On 3/21/22 David extracted files from the logical images to begin processing work. It was discovered that the logical images excluded several hundred files found on the disk, possibly as a result of the same error that hid those folders from FTK Imager when the disk was mounted properly. On 3/23/22 David copied the files directly from disk to the dps volume. The following files were initially skipped by TeraCopy, and were renamed to replace the tilde character (~) with an underscore, which allowed them to be copied:

SAH BoT 1\SAH BoT 1 Working\Email\FWTEXA~1.MSG
SAH BoT 1\SAH BoT 1 Working\Proj Mgmt\ContributorCorresp\HENRY1~3.TXT
SAH BoT 1\SAH BoT 1 Working\Proj Mgmt\ContributorCorresp\JONES2~1.TXT
SAH BoT 1\SAH BoT 1 Working\Proj Mgmt\ContributorCorresp\WINTER~2.TXT
SAH BoT 1\SAH BoT 1 Working\Proj Mgmt\SAH Corresp\COSPER~2.TXT
SAH BoT 1\SAH BoT 1 Working\Proj Mgmt\SAH Corresp\MEMFEE~1.TXT
SAH BoT 1\SAH BoT 1 Working\Proj Mgmt\SAH Corresp\STILLM~1.TXT
SAH BoT 1\SAH BoT 1 Working\SAH\Email\FWTEXA~1.MSG

The "Houston Architecture Guide" folder, which did not correspond to the Buildings of Texas collection, was separated and moved to the AAA disk4 volume on 4/12/22.

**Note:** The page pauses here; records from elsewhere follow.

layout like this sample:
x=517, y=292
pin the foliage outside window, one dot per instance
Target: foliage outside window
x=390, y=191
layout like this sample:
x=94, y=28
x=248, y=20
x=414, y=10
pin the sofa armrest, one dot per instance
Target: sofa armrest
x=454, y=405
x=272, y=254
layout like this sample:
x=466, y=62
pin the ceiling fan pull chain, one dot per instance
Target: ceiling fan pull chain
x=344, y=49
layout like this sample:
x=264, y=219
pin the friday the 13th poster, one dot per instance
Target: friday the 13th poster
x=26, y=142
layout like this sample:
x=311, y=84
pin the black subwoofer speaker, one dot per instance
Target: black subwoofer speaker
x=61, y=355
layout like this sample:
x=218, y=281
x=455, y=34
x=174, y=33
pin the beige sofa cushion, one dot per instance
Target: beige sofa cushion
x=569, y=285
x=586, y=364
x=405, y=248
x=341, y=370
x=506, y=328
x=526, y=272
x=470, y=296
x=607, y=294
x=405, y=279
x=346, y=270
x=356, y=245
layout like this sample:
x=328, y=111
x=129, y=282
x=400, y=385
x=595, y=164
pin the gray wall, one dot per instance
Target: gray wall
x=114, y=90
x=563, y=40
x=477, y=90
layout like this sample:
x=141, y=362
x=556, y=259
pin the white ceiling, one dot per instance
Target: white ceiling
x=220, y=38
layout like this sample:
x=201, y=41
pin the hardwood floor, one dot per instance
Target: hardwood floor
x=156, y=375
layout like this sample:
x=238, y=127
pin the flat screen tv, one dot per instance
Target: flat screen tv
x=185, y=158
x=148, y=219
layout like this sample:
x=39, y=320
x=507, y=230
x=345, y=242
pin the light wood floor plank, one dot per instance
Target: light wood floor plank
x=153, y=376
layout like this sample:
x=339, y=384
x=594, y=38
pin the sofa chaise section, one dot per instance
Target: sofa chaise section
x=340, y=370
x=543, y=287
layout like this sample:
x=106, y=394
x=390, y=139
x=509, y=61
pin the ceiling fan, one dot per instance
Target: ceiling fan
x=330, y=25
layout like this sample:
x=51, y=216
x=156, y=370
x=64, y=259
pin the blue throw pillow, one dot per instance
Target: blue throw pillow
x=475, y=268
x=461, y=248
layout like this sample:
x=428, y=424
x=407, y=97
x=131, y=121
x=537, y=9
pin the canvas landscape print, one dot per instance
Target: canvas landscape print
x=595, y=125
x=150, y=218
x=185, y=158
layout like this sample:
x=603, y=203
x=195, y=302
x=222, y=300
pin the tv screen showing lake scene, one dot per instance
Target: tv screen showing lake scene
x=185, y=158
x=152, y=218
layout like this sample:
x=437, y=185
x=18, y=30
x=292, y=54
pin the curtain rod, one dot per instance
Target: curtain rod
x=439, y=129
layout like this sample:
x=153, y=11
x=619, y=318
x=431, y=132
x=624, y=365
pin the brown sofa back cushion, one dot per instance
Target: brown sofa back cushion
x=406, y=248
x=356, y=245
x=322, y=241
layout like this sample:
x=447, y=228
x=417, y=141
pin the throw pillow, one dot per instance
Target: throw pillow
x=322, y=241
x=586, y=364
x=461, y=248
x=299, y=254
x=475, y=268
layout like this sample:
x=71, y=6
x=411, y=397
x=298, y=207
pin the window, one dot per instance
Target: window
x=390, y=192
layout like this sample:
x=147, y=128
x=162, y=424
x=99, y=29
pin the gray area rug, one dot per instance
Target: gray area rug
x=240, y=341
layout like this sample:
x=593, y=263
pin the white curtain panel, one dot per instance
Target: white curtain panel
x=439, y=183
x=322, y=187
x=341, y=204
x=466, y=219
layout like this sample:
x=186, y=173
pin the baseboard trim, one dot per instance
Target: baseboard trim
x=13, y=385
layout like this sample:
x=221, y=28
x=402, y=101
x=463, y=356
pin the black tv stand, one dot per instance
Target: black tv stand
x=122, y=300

Issues with Solr on the processing workstation delayed the creation of an Autopsy case until ____.

On 5/18/2022, David used a Python script (adapted from Jeremy's earlier script) to extract all .msg files as directories with text and attachments. The folders were created in the same location as the .msg file, and use the same name, with "_msg" appended. When providing access to the collection, it would be a good idea to delete the .msg file, since any email text or attachments containing PII will only be redacted in the extracted folders. The original .msg files can be written to tape and retrieved if there were any issues with the extraction process. The script also produced a list of .msg files:

On 6/3/2022, David used Jeremy's VBA script to batch convert all .doc files to .docx. All converted files were created in the same location as the .doc file, and use the same name, with "_doc" appended to note the original file extension. The Python library used to search and redact Word documents can open .docx files, but not .doc files, so the conversion is a necessary step. When providing access to the collection, it would be a good idea to provide access only to the "_doc.docx" copies of the files, since these are the only ones we can be sure will not contain PII. The original .doc files can be written to tape and retrieved if there were any issues with the conversion process.

On 6/6 and 6/7 2022, David double-checked that _doc.docx files had been properly created in all directories. Certain folders whose names still contained illegal characters had been skipped by the VBA conversion script, and in these cases the derivative .docx files were created manually. Some .doc files were Windows 95 binary files that Word was unable to edit (and thereby upconvert to .docx). In these cases, the files were opened, the text was manually copied and pasted into a new document, and the new document was saved as as "_doc.docx" in the same location as the original file. The formatting and characters appeared to translate correctly to the new format, but the potential loss of data is a good reason to retain all original files in the preservation copy of the collection.